New Mail Carrier Didn’t Get The Memo

If you lived in an apartment complex for a long time, say, nearly ten years, you get used to how certain things get done. The mail carriers, for example, never deliver the packages to the door. Most people aren’t home during the day and packages left at the door tend to walk. Unlike the apartment complex I previously lived at for a brief period of time (six months), the leasing office doesn’t sign for packages. The mail carriers puts the package inside the lock box or return to the post office, leaving behind a lock box key or pick up slip in the mailbox. This month a new mail carrier who didn’t get the memo.

I’m in the process of rebuilding my FreeNAS file server by replacing parts round robin style. I started off with a NZXT Source 210 case that can hold eight hard drives, moving everything out of the old Dell Inspiron 570 that I inherited from my late father in 2012. This case had a single 120mm fan and mountings for six more 120mm fans. I subsequently ordered a pair of DeepCool 120mm fans for the front mountings to blow air over the existing four hard drives. Despite being in a roomier case with larger fans, the file server was unstable unless I laid the case on its side and took off the side panel for the heat to escape.

Earlier this month I ordered a CompTIA Security+ certification book and a bar of orange hand soap from Amazon. I got a text notification that the package got delivered but it didn’t say which carrier delivered it. After coming home from work that day, I found no lock box key or pickup notice in the mailbox. No package at my apartment door, which was more likely with Amazon and meant that the package had walked. I waited a few days to see if the tracking information was incorrect. Still no package. I notified Amazon early Saturday morning and the replacement package from Las Vegas arrived 12 hours later.

I ordered another pair of 120mm fans from NewEgg. Like the Amazon package the week before, I got a text notification that the package got delivered. Not exactly. The package got sent from the east coast via UPS and transferred to the post office for local delivery. (NewEgg normally ships my orders from their west coast location.) The website tracking showed no movement from the post office. For the next several days, I waited for a lock box key or a pickup notice inside my mailbox. Still no package.

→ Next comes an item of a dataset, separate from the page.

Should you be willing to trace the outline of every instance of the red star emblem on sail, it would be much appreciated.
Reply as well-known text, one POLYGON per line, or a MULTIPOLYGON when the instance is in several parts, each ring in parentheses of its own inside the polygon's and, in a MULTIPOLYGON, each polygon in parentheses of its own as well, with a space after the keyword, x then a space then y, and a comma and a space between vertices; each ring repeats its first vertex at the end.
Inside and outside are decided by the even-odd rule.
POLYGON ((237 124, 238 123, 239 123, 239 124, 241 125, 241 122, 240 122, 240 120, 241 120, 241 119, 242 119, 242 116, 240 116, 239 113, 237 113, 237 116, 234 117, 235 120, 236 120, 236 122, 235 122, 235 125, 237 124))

I contacted UPS, who told me that the package was no longer their responsibility after handing off to the post office, and NewEgg, who told me to wait a few more days for the post office to get its act together. A week after UPS handed off the package to the post office, I filed a claimed with NewEgg and requested a refund for the “lost” package. On the day I got the refund from NewEgg, I got a text notification that the post office delivered my package.

Still no lock box key or pick up notice in my mailbox. No package at my door. I noticed a NewEgg box sitting at the door down the hallway. This door typically gets Amazon boxes. I checked the address label on the box—and it was my package. Correct apartment number on the package, but left at the wrong apartment door. Now I had to go through the trouble of returning the refund to NewEgg, as I was keeping the package now that I got it.

Stepping inside my apartment, I noticed a pickup notice stuck to the backside bottom of my door. When I first moved into my apartment, the door had a half-inch gap at the bottom for envelopes and insects to come through. The electric company had an energy efficiency campaign a year later that got the leasing office to install weather-stripping on all the apartment doors. Somehow the mail carrier shoved the pickup notice through the weather-stripping. I came to the conclusion that the mail carrier was new to the job, and filed a complaint with the postmaster general.

As for the file server, I put the new fans into the top mounts to blow hot air out. Five fans didn’t improve things by much. The hard drive at the very bottom of the case was consistently overheating to make the file server unresponsive. This hard drive was also seven-years-old and overdue for replacement, which was the last thing on my to-do list. I moved the fan from the second top mounting to the bottom mounting to blow in cooler air. The hard drive stopped overheating. The CPU temperature ticked up a few degrees from the new flow of hot air. Another fan from NewEgg for the second top mounting should do the trick.

Not sure if the new mail carrier got the memo on delivering packages.